Causes of Chipped Teeth
Teeth can be chipped because of physical trauma originating inside or outside of the mouth. For example, a car accident may force a tooth into a hard surface, causing a chip to break away. Biting down on ice, popcorn kernels or other hard foods can also chip a tooth. In some cases, a chipped tooth results from milder trauma, such as teeth grinding, because the enamel was previously weakened by diet, decay, or other factors.
Chipped Teeth Symptoms
The cosmetic results of a chipped tooth can be significant, causing patients to feel self-conscious about their smile and less motivated to care for their teeth. Deeper chips may also expose the tooth to infection if they breach the outer tooth layers. Less extensive chips, however, can also raise oral health risks by increasing the likelihood of decay. This risk rises partly because the chip creates a basin where plaque can build up. At the same time, the loss of protective enamel weakens the tooth against sugar and acids.

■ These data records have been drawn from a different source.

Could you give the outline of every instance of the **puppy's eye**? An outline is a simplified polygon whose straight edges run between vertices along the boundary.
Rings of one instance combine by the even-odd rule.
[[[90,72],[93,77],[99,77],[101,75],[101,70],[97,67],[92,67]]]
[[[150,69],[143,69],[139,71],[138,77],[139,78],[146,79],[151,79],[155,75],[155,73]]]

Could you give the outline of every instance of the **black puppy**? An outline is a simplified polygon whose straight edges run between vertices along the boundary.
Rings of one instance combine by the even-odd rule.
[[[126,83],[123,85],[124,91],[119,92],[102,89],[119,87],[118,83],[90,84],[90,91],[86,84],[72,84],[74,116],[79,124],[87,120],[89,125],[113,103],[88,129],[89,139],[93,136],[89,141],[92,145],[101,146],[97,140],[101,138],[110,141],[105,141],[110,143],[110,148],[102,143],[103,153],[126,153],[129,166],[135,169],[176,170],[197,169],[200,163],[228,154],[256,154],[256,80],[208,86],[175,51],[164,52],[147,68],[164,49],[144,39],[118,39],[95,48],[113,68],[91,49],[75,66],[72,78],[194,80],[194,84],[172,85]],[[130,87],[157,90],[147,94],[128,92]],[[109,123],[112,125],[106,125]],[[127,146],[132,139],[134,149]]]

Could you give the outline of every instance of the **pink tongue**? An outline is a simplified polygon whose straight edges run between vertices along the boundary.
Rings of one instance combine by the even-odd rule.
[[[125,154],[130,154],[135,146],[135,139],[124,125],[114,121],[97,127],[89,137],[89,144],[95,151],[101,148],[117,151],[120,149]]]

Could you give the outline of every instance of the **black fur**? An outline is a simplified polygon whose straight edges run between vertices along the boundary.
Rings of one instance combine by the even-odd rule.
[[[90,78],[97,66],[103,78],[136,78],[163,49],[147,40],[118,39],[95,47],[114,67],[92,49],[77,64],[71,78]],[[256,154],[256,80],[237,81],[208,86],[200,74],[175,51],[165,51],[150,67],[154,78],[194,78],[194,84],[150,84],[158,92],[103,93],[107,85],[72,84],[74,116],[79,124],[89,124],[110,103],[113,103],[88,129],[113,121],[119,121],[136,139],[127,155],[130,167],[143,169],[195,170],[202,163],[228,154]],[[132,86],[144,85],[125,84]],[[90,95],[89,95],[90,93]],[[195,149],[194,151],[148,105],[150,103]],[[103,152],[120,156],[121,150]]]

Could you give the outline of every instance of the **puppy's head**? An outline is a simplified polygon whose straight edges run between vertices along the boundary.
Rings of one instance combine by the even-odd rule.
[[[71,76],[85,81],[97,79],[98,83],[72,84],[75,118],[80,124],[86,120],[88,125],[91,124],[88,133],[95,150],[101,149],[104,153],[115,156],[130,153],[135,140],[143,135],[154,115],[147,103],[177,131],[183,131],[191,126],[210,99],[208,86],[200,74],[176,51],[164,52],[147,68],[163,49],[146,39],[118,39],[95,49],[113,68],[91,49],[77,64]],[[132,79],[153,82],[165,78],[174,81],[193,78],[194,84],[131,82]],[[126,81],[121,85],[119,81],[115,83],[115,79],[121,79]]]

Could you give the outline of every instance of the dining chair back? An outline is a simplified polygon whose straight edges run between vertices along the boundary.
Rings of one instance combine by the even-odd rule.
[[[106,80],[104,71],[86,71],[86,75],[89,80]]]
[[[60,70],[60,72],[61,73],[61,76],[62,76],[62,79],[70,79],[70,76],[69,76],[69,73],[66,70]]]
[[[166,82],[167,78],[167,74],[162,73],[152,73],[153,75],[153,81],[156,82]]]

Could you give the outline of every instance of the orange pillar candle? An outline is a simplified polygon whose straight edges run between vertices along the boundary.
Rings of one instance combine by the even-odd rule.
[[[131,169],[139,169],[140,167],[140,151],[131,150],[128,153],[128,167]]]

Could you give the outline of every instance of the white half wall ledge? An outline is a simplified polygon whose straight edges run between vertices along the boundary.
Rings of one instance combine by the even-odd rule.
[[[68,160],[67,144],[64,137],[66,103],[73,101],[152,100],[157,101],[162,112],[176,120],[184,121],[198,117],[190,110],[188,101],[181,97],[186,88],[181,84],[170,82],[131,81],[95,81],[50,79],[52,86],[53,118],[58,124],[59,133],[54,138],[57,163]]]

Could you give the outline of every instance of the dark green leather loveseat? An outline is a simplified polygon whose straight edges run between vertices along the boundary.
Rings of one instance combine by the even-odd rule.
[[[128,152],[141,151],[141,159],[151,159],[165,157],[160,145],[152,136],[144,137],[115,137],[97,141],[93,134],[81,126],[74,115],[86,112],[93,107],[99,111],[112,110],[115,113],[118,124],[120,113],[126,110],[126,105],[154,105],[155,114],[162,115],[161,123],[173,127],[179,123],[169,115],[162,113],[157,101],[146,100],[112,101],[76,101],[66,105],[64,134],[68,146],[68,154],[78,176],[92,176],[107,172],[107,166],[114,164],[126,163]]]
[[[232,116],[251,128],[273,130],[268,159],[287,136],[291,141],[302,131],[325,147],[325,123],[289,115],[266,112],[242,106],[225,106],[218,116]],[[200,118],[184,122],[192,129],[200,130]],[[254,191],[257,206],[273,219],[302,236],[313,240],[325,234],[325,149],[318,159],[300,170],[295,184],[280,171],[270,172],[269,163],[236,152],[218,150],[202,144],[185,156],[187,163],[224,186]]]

Treatment for Chipped Teeth
Several treatments for chipped teeth are available from Dr. Nazari at our office in Houston. For very mild chips, reshaping can be a solution. Dental bonding can be used to fill in spaces that have chipped away. When more extensive chips occur, veneers or crowns may be recommended. Veneers can conceal chips at the front of teeth and will protect against further damage. Crowns can cover chips on any side of a tooth, are sturdier than veneers, and offer more concealment.
If you suffer a chipped tooth, you should rinse your mouth with salt water and schedule an appointment with our emergency dentist in Houston as soon as possible. In the meantime, you can use anti-inflammatory drugs and ice to reduce pain, and cover the tooth with dental cement or sugar-free gum for protection until it is treated.